The DMM hack in May 2024 demonstrated how hackers use several obfuscation techniques to disguise their act. In May 2024, Japanese crypto exchange DMM suffered a massive hack, losing 4,502 BTC, worth $305 million at the time. The hackers used sophisticated laundering methods, including peel chains and coin mixers, to hide the transaction trail. 

The hackers also manipulated withdrawal timing to further disrupt blockchain analysis. They deliberately delayed withdrawals to add another layer of obfuscation, hindering attempts by investigators to match deposits and withdrawals by their time stamps.

XT.com hack

In November 2024, crypto exchange XT.com experienced a security breach resulting in the loss of $1.7 million. Attackers initially targeted assets on the Optimism and Polygon networks, subsequently utilizing crosschain bridges to transfer the stolen funds to Ethereum. 

This tactic of moving assets across multiple blockchains exploited the complexities inherent in tracking funds across diverse networks, thereby hindering investigative efforts.

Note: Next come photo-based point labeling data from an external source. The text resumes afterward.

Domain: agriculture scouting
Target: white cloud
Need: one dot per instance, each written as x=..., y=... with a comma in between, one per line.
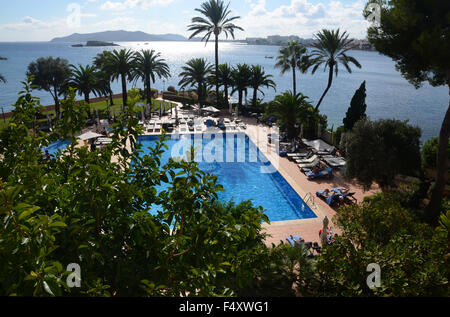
x=131, y=4
x=303, y=18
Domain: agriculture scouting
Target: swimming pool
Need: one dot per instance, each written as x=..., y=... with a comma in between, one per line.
x=239, y=167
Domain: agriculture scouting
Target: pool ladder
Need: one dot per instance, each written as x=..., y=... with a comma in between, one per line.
x=310, y=198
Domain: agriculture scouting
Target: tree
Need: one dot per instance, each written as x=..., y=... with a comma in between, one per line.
x=122, y=67
x=357, y=109
x=190, y=244
x=52, y=75
x=226, y=80
x=381, y=231
x=215, y=20
x=258, y=79
x=291, y=57
x=196, y=73
x=241, y=81
x=415, y=34
x=331, y=50
x=101, y=62
x=2, y=79
x=378, y=151
x=85, y=80
x=149, y=64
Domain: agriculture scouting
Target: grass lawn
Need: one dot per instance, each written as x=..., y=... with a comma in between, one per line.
x=102, y=110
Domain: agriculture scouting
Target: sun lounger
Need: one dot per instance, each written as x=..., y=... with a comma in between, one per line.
x=309, y=165
x=328, y=173
x=331, y=199
x=335, y=162
x=307, y=160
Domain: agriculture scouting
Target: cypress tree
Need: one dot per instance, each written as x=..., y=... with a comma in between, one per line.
x=357, y=109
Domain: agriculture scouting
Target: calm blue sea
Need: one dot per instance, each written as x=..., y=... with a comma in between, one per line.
x=241, y=178
x=389, y=95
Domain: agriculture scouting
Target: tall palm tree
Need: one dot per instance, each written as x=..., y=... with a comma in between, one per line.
x=105, y=74
x=258, y=78
x=121, y=64
x=215, y=20
x=2, y=79
x=330, y=50
x=241, y=75
x=196, y=74
x=225, y=79
x=291, y=57
x=85, y=80
x=291, y=110
x=148, y=66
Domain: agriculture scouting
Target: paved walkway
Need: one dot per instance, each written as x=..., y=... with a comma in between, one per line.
x=308, y=229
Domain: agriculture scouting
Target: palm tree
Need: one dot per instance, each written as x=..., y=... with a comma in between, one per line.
x=148, y=66
x=122, y=66
x=105, y=74
x=291, y=110
x=85, y=80
x=331, y=50
x=291, y=57
x=241, y=75
x=2, y=79
x=258, y=78
x=225, y=79
x=215, y=20
x=196, y=74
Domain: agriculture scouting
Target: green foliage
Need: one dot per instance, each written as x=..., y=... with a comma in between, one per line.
x=415, y=35
x=357, y=109
x=377, y=151
x=412, y=255
x=429, y=152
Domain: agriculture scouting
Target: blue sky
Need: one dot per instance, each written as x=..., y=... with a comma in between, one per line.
x=31, y=20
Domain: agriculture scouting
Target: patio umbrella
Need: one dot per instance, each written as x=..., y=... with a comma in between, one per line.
x=324, y=231
x=89, y=135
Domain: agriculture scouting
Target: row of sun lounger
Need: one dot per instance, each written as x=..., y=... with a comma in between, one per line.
x=336, y=196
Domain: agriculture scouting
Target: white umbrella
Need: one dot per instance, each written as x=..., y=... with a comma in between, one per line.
x=89, y=135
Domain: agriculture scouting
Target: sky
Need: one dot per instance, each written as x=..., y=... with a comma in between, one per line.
x=31, y=20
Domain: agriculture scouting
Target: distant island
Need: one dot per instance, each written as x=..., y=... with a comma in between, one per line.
x=119, y=36
x=95, y=44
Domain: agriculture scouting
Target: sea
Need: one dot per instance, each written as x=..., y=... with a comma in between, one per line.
x=389, y=95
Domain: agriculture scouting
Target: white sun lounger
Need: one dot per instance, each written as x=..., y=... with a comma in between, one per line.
x=307, y=161
x=309, y=165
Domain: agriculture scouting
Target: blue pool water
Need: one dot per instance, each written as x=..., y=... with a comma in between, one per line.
x=239, y=171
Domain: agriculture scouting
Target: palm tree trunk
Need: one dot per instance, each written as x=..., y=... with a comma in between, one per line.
x=217, y=69
x=330, y=81
x=124, y=90
x=434, y=206
x=294, y=79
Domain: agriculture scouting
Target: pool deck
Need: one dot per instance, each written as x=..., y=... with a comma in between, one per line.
x=308, y=229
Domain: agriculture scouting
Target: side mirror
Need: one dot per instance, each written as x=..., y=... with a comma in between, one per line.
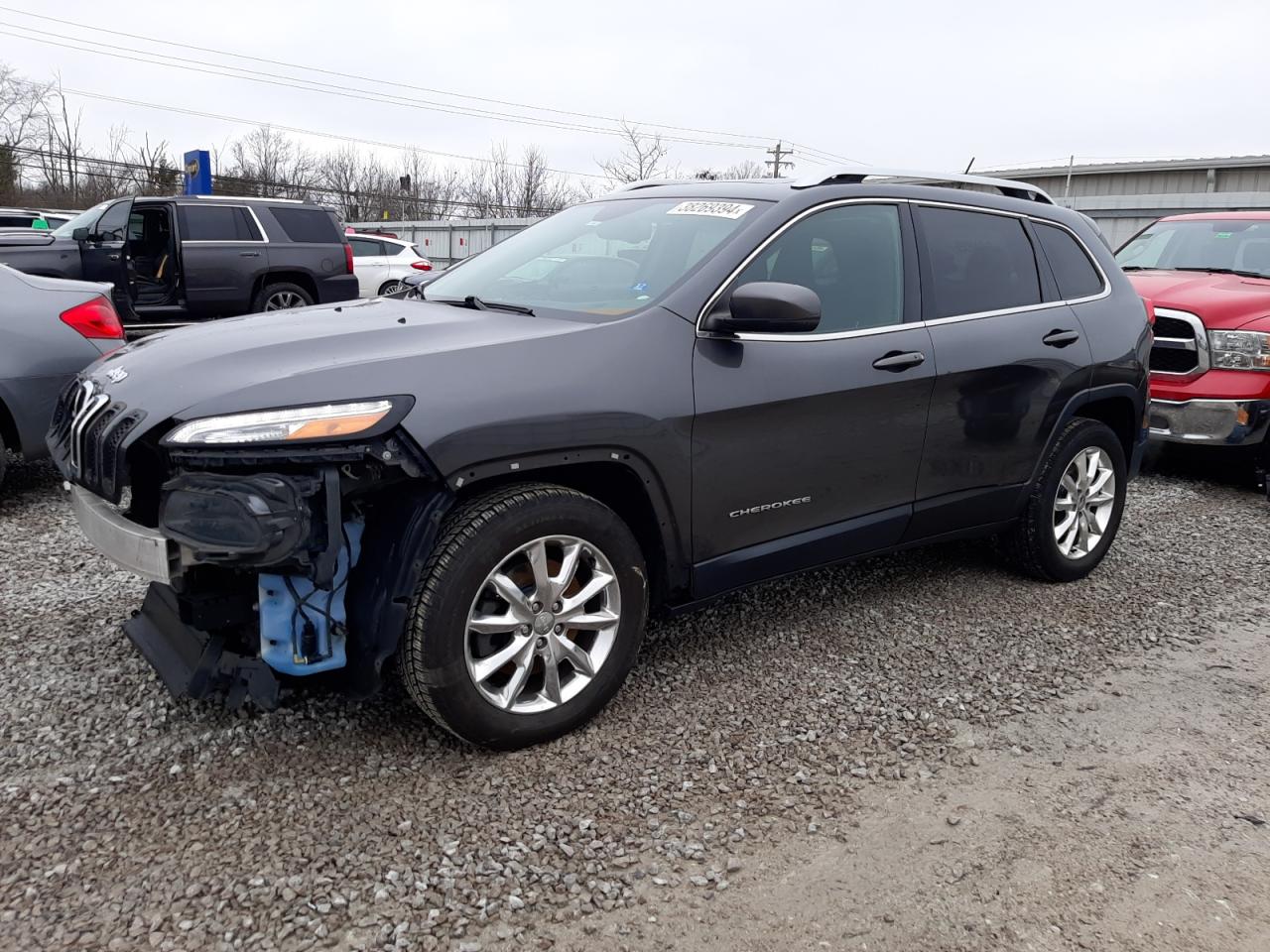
x=767, y=307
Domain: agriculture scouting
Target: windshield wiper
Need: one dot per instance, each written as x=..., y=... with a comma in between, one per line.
x=475, y=303
x=1223, y=271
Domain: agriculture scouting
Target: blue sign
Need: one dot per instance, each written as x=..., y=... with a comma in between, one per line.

Such crosschain maneuvers underscore the challenges faced by security teams in tracking and recovering illicitly obtained digital assets.

Regulatory challenges and law enforcement efforts regarding crypto mixers

Crypto mixers, designed to obscure transaction trails, have increasingly drawn regulatory scrutiny due to their role in laundering illicit funds. The Office of Foreign Assets Control (OFAC) has sanctioned multiple mixers linked to cybercrime and national security threats in the US. 

Blender.io became the first-ever sanctioned mixer in 2022 after laundering $20.5 million from the Axie Infinity hack. Despite its shutdown, it resurfaced as Sinbad.io, which was sanctioned within a year for facilitating money laundering in high-profile hacks, including the Atomic Wallet and Horizon Bridge breaches.

Tornado Cash, a non-custodial Ethereum-based mixer launched in 2019 by Alexey Pertsev and Roman Storm, was sanctioned by the US Treasury in 2022. However, a court overturned the sanctions in a January 2022 ruling. Pertsev was sentenced to five years and four months in prison for laundering by Dutch judges. 

The Financial Crimes Enforcement Network (FinCEN) classifies mixers as money transmitters, requiring compliance with AML laws. The US Department of Justice has aggressively pursued offenders, notably sanctioning Tornado Cash for laundering over $7 billion. Despite such measures, the evolving nature of crypto mixers continues to challenge regulators and law enforcement agencies worldwide.

The Financial Action Task Force (FATF), an intergovernmental body to deter money laundering activities, has marked mixer usage as a red flag for illicit activities. The European Banking Authority and the Australian Transaction Reports and Analysis Centre have set up rules for reporting requirements. The Joint Money Laundering Steering Group, a private body of financial sector organizations, also issues guidelines for members for the prevention of money laundering.

However, enforcement faces challenges in holding developers accountable. Legal debates persist on whether developers should be liable if they did not directly aid laundering post-sanctioning.

The future of privacy vs. security in crypto

Crypto will need to find a delicate balance between privacy and security. While technologies like zero-knowledge (ZK) proofs will enable users to transact privately without compromising the blockchain’s integrity, they must also align with stricter AML regulations to ensure compliance while maintaining user anonymity.

While privacy advocates champion financial sovereignty and protection from surveillance, security proponents emphasize the need for transparency and regulatory compliance to maintain market integrity. 

This tension is likely to be navigated through technological advancements such as ZK-proofs, differential privacy and federated learning, which offer potential solutions for enhancing privacy without compromising security. Simultaneously, governments will continue to develop regulatory frameworks that seek to strike a balance, potentially through tiered approaches that offer varying levels of privacy. 

Ultimately, the path forward requires collaboration between developers, regulators and users to create a sustainable ecosystem that safeguards individual privacy while preventing illicit activities and fostering trust.